I note in his previous contribution the member for Mordialloc was indicating that he would like to know if members of the Liberal Party stood by the comments of some other members of the Liberal Party. I would be interested to know if members of the Labor Party would stand by the comments of Ms Terpstra in the other place, because I will tell you what, they are very, very interesting comments. How do some people get in here?
Anyway, I will finish up by saying that on every count that I have mentioned here today, and there are a few that I have not gone into, this government has failed. We have got a lot less emergency services workers, the CFA volunteers, to protect our country communities. We have got cars off the road that we rely on over summer, with the minister not telling us when they are coming back. The fuel reduction burns have not been done. Government policies have created another recipe for disaster in relation to this summer. If it does not happen this summer, it is inevitable, because you cannot have these policy positions and not have any outcome other than a megafire. On housing, the issues are the public housing waiting list has grown 15,000 in the past 2½ years. In some areas like Gippsland, we have got less public housing homes overall.

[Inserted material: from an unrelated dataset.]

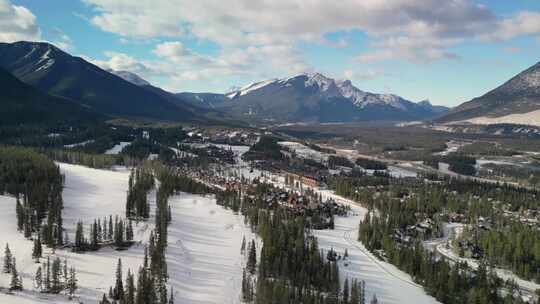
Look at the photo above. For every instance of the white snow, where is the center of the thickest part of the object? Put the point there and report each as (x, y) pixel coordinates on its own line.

Power prices have gone through the roof despite the promise that they would be coming ‘down, down, down’. We have got police leaving at a greater rate than we have police coming through the academy at a time when we are already 2000 police down in this state – not 20, not 200, but 2000 – in the face of a crime wave. It is an absolutely damning statistic. And then we have roads. I know a lot of truck drivers and bus drivers from my electorate; we do a lot of freight in my electorate. I see a lot of these drivers socially, and they say they have never seen the Victorian roads in a worse condition. We get 20 mils of rain and our roads fall to bits. It is not even floods that are causing the issues.
I have not mentioned a whole range of other areas. I have not mentioned the cuts to parks and our fisheries offices, which is leaving a greater scope for those poachers who want to do the wrong thing to go about their business. I have not mentioned our health services and the crisis that we have within our health service, which we are all hearing about in our electorate offices every week. The point I am making is that no matter what measure you apply to this government’s performance, it has failed on every count. And that is why I grieve for the people of Victoria.